1 Voir le compte rendu d'un colloque international sur l'histoire khmère, tenu à la Sorbonne en 1993, en particulier les interventions de Claude JACQUES et de Serge THION, dans Serge THION, “Cambodia's History on Trial”, Phnom Penh Post, 5 novembre- 18 novembre 1993, pp. 14-15.

2 L'une des tâches de l'E.F.E.O. depuis sa réinstallation au Cambodge vers 1990 est l'inventaire, la conservation et l'édition des manuscrits.

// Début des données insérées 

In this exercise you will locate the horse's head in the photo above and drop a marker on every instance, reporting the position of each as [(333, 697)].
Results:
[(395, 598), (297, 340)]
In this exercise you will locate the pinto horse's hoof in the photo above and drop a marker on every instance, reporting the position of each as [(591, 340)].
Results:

Selon elle, quatre-vingt-dix pour cent ont été détruits sous le régime khmer rouge.

3 Il ne s'agit donc pas, dans cette hypothèse, d'un syncrétisme local avec des cultes animistes autochtones.

4 Certains fidèles cambodgiens récusent cette idée d'un bouddhisme local, contraire à leur conception d'une religion-philosophie universelle donnée par les textes canoniques.

5 Les raisons en sont surtout politiques : éviter que les moines cambodgiens maintiennent des liens étroits avec leurs confrères thaïlandais ; réduire l'influence des bonzes traditionnels dans l'enseignement primaire, en créant des “écoles de pagode” mieux contrôlées et au savoir plus rationnel. Voir François BIZOT, Le figuier à cinq branches. Recherche sur le bouddhisme khmer, Paris : Ecole Française d'Extrême-Orient, 1976, pp. 1-44.